Ciudad de México / m@s información / Marzo 12 de 2026.- A medianoche, líderes de Morena, el Partido del Trabajo y el Partido Verde Ecologista de México, sostuvieron una reunión urgente en Palacio Nacional con la presidenta Claudia Sheinbaum para analizar el futuro de la reforma electoral, luego de que horas antes la iniciativa fuera rechazada en la Cámara de Diputados al no alcanzar la mayoría calificada requerida.
La reunión comenzó alrededor de las 19:00 horas del 11 de marzo y se prolongó por más de cinco horas, hasta la madrugada del 12 de marzo, con el objetivo de revisar escenarios tras el revés legislativo y explorar posibles alternativas para impulsar cambios al sistema electoral mediante un eventual “Plan B”.
Al encuentro acudieron el coordinador de Morena en la Cámara de Diputados, Ricardo Monreal, y el coordinador en el Senado, Ignacio Mier; por el Partido Verde participaron el senador Manuel Velasco y el coordinador nacional electoral del partido, Arturo Escobar; mientras que por el Partido del Trabajo asistió el diputado Benjamín Robles. La presidenta Claudia Sheinbaum participó brevemente en la reunión, la cual se desarrolló, según los asistentes, en un ambiente de diálogo y sin recriminaciones tras el resultado legislativo.
Durante la reunión no se concretó una propuesta alternativa para la reforma electoral. Los dirigentes intercambiaron puntos de vista sobre trabajos previos elaborados junto con la Secretaría de Gobernación y revisaron documentos relacionados con posibles modificaciones en leyes secundarias, aunque sin acuerdos ni borradores definitivos.
Al término, Arturo Escobar señaló que se trató de un diálogo “muy amigable” entre los representantes de los partidos de la coalición y el gobierno federal, aunque indicó que aún se espera que desde la Presidencia se definan posibles propuestas para continuar con el análisis del tema.

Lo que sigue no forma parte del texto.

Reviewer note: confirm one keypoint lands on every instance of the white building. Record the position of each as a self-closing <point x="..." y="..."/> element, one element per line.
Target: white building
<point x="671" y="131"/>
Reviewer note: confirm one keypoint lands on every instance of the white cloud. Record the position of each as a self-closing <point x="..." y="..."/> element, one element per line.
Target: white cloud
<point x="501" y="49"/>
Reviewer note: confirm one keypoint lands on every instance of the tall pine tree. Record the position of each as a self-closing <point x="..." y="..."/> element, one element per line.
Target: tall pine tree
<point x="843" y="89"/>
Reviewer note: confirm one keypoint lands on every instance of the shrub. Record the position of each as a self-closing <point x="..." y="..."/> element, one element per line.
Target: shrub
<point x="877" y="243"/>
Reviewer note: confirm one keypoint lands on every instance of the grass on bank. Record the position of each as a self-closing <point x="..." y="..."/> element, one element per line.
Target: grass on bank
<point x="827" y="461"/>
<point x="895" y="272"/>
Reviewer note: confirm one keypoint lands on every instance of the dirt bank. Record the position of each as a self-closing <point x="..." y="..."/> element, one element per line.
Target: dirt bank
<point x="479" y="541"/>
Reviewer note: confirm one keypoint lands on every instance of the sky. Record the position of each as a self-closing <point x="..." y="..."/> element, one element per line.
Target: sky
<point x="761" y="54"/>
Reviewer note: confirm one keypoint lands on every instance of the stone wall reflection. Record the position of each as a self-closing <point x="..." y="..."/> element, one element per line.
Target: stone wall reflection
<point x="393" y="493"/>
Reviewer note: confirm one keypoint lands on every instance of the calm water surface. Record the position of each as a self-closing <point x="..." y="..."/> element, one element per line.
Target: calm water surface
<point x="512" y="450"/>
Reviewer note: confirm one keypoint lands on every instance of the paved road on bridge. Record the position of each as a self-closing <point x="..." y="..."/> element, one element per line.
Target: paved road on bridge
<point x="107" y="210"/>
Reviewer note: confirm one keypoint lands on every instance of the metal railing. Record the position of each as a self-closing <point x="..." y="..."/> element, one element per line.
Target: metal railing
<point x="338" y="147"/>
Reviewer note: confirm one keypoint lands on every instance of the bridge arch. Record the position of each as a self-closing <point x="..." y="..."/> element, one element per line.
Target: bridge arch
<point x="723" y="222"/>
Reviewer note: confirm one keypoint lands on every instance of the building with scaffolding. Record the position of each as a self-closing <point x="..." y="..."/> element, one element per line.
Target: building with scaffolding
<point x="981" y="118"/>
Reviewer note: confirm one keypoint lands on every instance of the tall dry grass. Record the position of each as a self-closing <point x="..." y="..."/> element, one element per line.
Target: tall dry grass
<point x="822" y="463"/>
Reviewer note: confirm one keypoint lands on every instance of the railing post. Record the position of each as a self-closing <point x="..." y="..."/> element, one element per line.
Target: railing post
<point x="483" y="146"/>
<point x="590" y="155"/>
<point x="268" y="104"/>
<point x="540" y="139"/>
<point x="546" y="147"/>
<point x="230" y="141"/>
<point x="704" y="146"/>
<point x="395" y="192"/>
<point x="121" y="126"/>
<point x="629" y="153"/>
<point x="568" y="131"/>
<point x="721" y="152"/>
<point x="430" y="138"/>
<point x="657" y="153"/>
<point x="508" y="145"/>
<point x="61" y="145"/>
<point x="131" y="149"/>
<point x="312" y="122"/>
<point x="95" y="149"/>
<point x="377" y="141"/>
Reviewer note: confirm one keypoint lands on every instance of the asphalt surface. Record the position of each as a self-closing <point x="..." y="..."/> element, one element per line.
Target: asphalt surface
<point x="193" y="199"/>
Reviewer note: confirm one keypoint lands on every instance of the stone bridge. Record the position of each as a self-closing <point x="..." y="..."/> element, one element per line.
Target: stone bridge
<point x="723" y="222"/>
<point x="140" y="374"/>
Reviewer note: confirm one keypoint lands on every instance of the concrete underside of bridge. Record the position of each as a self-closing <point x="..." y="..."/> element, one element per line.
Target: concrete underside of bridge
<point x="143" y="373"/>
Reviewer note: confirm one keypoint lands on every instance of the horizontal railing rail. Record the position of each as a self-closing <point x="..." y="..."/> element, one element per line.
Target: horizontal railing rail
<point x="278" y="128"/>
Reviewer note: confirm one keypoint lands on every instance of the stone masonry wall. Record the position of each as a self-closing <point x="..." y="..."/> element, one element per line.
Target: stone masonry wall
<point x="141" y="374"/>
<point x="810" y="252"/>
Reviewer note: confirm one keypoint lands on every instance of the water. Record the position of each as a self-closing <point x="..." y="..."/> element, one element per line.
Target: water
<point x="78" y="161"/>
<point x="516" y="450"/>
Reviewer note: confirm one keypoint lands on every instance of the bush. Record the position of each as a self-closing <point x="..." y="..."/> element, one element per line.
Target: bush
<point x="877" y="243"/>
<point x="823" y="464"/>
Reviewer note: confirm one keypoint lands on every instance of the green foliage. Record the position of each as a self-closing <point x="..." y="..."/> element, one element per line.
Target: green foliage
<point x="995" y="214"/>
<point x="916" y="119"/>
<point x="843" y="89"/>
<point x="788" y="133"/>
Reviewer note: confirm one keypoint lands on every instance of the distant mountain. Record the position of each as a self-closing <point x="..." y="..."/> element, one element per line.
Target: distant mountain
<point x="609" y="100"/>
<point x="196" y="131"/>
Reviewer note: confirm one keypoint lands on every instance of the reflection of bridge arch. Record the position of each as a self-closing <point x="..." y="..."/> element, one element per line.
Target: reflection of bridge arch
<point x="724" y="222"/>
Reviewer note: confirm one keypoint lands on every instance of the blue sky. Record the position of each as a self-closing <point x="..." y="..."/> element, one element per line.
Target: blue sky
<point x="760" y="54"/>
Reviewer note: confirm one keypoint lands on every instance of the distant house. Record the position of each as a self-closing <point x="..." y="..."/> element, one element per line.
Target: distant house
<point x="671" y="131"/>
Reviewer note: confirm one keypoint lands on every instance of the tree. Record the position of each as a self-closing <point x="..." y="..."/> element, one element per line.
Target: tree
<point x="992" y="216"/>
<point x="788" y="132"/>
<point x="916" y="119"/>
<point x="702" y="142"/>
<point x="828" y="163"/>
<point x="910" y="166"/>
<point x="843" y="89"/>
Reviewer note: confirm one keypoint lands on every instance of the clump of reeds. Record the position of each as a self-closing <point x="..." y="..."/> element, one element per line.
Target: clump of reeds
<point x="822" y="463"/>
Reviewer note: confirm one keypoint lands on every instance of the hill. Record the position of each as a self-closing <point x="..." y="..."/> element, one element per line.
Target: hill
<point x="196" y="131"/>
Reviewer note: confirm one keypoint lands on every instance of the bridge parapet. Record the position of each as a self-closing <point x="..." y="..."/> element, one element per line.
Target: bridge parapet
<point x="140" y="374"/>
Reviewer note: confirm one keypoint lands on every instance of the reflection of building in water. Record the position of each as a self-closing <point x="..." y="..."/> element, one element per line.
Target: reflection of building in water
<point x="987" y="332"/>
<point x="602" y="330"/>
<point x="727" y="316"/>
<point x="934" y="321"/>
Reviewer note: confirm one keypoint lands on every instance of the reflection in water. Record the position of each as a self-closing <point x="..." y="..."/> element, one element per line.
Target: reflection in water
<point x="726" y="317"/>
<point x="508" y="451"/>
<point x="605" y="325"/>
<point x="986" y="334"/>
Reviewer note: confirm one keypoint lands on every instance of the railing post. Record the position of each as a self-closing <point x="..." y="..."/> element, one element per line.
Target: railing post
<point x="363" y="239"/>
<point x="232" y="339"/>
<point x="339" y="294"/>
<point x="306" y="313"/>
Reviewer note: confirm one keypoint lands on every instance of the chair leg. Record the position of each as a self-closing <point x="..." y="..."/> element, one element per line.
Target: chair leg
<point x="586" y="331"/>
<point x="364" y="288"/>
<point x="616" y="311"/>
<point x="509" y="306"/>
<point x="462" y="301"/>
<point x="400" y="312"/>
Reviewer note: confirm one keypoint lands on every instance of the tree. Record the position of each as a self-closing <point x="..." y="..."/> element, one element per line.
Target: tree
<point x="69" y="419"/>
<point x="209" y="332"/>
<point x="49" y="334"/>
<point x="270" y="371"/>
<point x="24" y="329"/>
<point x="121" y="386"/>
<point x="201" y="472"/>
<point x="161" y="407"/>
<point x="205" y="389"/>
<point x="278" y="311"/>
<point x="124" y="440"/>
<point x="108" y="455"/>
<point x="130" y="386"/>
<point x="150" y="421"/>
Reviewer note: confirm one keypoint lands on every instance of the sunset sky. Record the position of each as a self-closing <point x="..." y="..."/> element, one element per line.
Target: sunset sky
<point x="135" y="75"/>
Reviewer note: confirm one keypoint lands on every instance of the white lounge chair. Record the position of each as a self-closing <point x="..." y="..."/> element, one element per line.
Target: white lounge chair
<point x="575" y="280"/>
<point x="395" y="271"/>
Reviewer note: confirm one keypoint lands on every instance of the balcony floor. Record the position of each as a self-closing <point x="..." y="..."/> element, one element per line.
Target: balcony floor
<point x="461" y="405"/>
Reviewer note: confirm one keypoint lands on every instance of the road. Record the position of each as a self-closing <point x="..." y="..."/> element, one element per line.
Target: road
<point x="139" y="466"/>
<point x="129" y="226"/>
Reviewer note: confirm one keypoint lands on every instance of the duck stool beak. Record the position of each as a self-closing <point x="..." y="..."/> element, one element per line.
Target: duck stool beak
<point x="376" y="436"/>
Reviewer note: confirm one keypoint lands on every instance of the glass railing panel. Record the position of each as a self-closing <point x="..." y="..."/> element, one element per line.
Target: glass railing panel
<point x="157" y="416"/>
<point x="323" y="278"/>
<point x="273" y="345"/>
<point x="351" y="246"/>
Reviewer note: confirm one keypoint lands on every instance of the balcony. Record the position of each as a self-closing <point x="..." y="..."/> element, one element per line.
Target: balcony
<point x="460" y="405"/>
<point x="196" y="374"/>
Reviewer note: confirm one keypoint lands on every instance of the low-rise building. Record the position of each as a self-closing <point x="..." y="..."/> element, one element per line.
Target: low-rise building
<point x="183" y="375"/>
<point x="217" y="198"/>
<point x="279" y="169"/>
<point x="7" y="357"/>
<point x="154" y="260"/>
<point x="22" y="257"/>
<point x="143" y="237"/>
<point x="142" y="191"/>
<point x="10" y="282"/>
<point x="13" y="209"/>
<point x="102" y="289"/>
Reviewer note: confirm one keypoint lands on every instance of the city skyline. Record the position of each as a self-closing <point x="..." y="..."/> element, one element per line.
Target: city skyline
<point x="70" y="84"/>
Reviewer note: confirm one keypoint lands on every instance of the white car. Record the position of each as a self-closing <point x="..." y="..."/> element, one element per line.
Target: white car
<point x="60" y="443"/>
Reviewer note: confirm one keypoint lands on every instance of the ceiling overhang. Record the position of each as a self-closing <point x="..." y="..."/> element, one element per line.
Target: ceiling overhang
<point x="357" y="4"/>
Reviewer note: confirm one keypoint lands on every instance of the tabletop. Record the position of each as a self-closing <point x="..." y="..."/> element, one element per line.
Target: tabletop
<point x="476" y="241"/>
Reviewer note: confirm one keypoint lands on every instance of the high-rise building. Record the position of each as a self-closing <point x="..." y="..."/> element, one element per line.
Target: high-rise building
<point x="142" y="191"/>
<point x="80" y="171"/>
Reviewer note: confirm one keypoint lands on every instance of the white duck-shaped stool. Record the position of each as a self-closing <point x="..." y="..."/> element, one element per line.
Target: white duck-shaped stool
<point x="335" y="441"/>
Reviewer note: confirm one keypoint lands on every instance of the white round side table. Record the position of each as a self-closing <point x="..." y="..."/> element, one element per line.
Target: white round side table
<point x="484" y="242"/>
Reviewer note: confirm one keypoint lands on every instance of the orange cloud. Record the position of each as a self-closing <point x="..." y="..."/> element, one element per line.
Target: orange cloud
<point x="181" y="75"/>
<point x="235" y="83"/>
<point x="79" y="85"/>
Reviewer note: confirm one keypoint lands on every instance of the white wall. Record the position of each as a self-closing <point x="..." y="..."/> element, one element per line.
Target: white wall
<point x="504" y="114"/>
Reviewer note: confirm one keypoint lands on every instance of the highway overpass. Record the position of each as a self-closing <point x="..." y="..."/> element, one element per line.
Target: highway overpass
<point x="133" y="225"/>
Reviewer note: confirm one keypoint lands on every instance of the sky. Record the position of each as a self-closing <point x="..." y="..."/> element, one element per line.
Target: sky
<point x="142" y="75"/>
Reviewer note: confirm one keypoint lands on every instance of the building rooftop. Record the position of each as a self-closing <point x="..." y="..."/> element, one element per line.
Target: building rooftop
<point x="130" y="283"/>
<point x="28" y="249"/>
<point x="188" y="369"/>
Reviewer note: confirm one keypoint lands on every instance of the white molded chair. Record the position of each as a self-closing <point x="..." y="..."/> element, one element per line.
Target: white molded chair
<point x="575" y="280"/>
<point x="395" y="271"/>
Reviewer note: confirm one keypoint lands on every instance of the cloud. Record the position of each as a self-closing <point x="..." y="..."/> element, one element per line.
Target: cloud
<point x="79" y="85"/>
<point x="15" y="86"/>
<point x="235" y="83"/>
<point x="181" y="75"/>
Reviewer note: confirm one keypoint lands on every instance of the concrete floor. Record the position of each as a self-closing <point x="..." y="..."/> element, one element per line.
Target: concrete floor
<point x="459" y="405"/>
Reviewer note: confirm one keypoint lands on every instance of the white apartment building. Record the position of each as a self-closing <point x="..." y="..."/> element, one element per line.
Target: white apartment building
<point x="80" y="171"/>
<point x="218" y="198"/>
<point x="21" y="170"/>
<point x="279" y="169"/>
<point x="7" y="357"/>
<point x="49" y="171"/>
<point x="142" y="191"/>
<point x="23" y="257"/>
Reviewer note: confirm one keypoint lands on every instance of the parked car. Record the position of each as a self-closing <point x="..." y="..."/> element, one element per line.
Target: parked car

La reforma electoral impulsada por el gobierno federal buscaba introducir diversos cambios al sistema político-electoral del país. Entre sus puntos centrales se encontraba la reducción del número de legisladores de representación proporcional, conocidos como plurinominales, con el argumento de disminuir el tamaño del Congreso y reducir el gasto público asociado a la representación legislativa.
Otro de los apartados contemplaba nuevas reglas para el uso de tecnologías emergentes en procesos electorales, particularmente en materia de inteligencia artificial aplicada a propaganda política y comunicación digital durante las campañas, con el objetivo de establecer límites y lineamientos para evitar manipulación de contenidos o desinformación.
La iniciativa también incluía modificaciones relacionadas con el voto de los mexicanos residentes en el extranjero, con la intención de ampliar mecanismos para su participación en elecciones federales y facilitar los procedimientos para emitir el sufragio desde otros países.
Asimismo, el proyecto planteaba ajustes administrativos y operativos dentro del sistema electoral, enfocados en cambios en procedimientos y facultades de autoridades electorales, además de nuevas disposiciones para el desarrollo de campañas y fiscalización de recursos.
Sin embargo, la iniciativa no logró el respaldo suficiente en la Cámara de Diputados, donde se requerían al menos 334 votos para aprobar una reforma constitucional. La propuesta obtuvo 259 votos a favor, lo que impidió su avance y abrió un periodo de negociaciones dentro de la coalición oficialista para evaluar nuevas rutas legislativas.